Endangered species are those animals, birds and fish that are in immediate danger of becoming extinct. The main reasons for this danger are the loss of natural habitat, environmental pollution and the introduction of other species. Nearly one-third of the amphibians, about half the turtles, one out of every eight birds and one out of every four mammals are faced with extinction [source: Smithsonian]. In 1973 the United States Congress passed the Endangered Species Act, in an effort to protect those animals, fish and plants that were in danger of becoming extinct [source: FWS]. There are many national organizations that are involved in protecting endangered species. If you get involved and support these organizations you will be helping to protect endangered species. Here are some ways you can help protect endangered species.

  • Join the National Wildlife Organization. This organization defends and enforces the Endangered Species Act, which makes it illegal to harm endangered species. The National Wildlife Organization also holds the various federal agencies, like the Environmental Protection Agency, responsible for upholding the laws that protect endangered species. The organization tries to reduce the threats to wildlife that lead to their endangerment by encouraging limiting the use of pesticides and advocating care to avoid contamination of the water.

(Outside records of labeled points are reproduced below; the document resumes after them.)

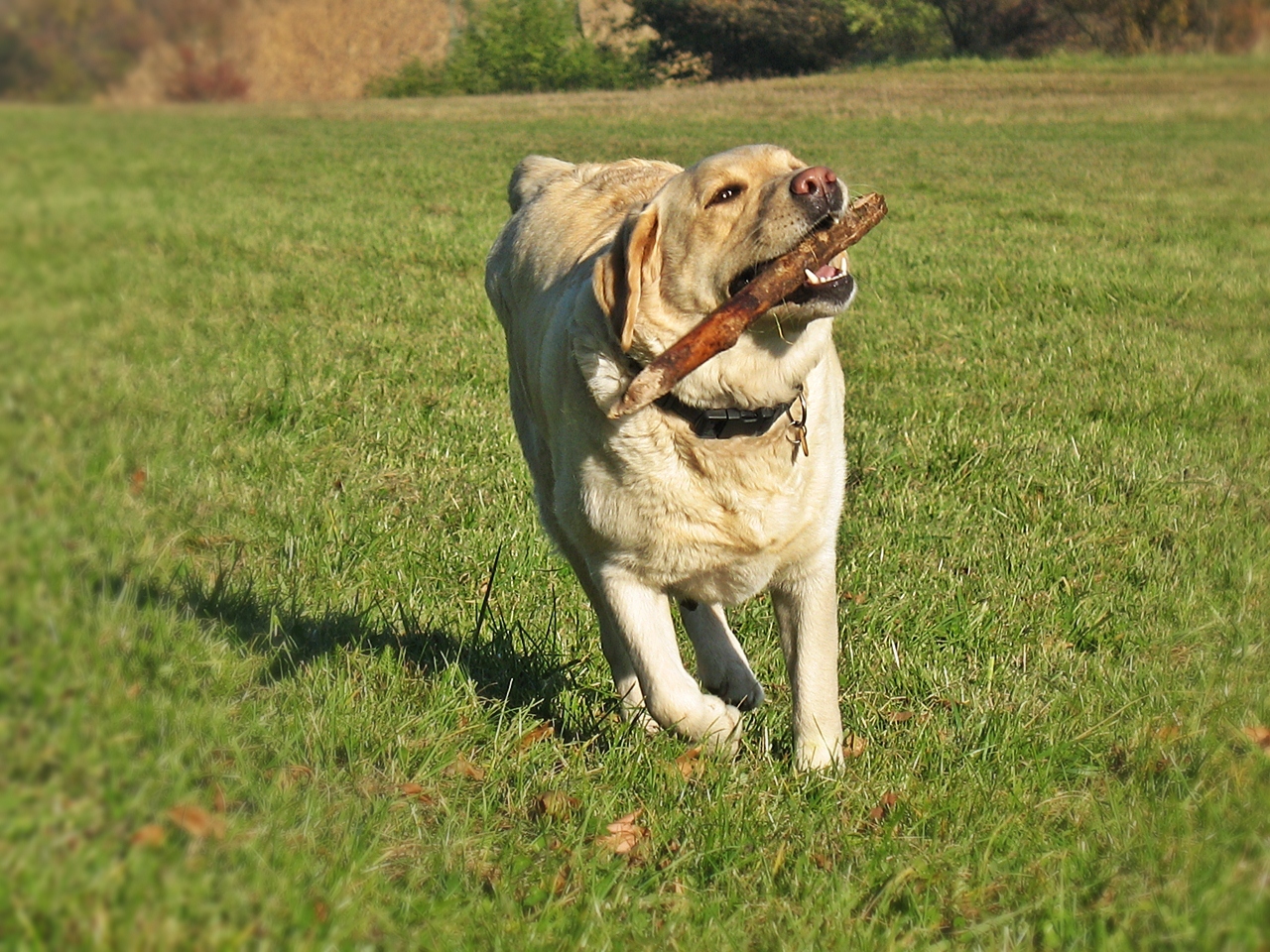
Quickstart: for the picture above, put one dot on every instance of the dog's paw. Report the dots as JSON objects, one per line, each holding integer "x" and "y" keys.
{"x": 818, "y": 757}
{"x": 636, "y": 716}
{"x": 737, "y": 687}
{"x": 721, "y": 733}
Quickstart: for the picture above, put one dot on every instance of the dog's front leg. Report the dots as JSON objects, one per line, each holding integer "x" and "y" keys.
{"x": 671, "y": 694}
{"x": 807, "y": 612}
{"x": 721, "y": 662}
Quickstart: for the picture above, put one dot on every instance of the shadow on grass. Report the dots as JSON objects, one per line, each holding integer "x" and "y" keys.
{"x": 507, "y": 662}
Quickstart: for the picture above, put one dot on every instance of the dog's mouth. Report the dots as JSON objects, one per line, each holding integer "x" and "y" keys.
{"x": 828, "y": 285}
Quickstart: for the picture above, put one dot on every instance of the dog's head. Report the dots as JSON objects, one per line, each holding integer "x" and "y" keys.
{"x": 706, "y": 232}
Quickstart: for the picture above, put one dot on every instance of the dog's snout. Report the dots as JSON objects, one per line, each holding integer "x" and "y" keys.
{"x": 817, "y": 180}
{"x": 818, "y": 190}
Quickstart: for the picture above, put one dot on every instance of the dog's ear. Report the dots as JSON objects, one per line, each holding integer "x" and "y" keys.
{"x": 531, "y": 176}
{"x": 630, "y": 272}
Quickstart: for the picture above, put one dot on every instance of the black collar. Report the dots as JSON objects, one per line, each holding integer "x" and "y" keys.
{"x": 725, "y": 421}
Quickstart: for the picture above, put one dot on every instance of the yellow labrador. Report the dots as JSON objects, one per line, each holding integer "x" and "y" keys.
{"x": 729, "y": 485}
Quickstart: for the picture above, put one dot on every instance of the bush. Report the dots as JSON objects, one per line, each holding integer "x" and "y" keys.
{"x": 742, "y": 39}
{"x": 524, "y": 46}
{"x": 897, "y": 30}
{"x": 1005, "y": 27}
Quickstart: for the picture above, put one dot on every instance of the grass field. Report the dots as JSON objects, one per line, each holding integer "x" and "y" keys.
{"x": 255, "y": 685}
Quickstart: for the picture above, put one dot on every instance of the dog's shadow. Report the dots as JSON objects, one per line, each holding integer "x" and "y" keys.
{"x": 507, "y": 662}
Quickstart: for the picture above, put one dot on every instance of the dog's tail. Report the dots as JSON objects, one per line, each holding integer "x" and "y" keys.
{"x": 531, "y": 176}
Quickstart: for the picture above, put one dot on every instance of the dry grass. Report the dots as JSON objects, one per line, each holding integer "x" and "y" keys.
{"x": 329, "y": 50}
{"x": 1066, "y": 89}
{"x": 307, "y": 50}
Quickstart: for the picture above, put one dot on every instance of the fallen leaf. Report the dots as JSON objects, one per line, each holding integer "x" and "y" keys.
{"x": 690, "y": 763}
{"x": 197, "y": 821}
{"x": 554, "y": 803}
{"x": 624, "y": 834}
{"x": 779, "y": 860}
{"x": 291, "y": 774}
{"x": 530, "y": 738}
{"x": 879, "y": 812}
{"x": 1260, "y": 737}
{"x": 462, "y": 767}
{"x": 149, "y": 835}
{"x": 561, "y": 881}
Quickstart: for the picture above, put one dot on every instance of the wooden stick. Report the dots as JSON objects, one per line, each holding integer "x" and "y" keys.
{"x": 722, "y": 327}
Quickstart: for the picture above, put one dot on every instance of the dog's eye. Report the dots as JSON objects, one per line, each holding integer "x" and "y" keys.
{"x": 725, "y": 194}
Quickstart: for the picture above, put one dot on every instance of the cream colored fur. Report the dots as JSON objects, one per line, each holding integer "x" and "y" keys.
{"x": 638, "y": 252}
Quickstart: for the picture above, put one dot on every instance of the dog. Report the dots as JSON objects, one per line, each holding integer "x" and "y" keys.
{"x": 729, "y": 485}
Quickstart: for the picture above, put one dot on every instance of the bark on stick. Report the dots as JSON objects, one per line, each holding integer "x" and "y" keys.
{"x": 722, "y": 327}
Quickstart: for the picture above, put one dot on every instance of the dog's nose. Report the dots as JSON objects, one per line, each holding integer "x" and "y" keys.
{"x": 817, "y": 180}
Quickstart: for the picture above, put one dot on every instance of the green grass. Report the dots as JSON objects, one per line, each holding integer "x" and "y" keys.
{"x": 257, "y": 467}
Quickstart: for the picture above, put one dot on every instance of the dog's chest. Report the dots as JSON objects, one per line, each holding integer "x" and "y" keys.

  • Become an advocate of the dangers of global warming. Changes in temperature due to global warming directly affect plants and animals through threats of disease, wildfires and the loss of their natural habitat [source: NWF].
  • Join and support conservation efforts, such as those advocated by the World Wildlife Fund. Through conservation, the World Wildlife Fund has successfully brought many animals back from the verge of extinction [source: WWF].
  • Lobby your congressmen to vote for all legislation that pertains to the protection of endangered species [source: MacKasson].
  • Volunteer at one of the numerous organizations dedicated to protecting endangered species. The Sierra Club, the World Wildlife Fund and the National Wildlife Federation all welcome volunteers [source: Sierra Club, NWF, WWF].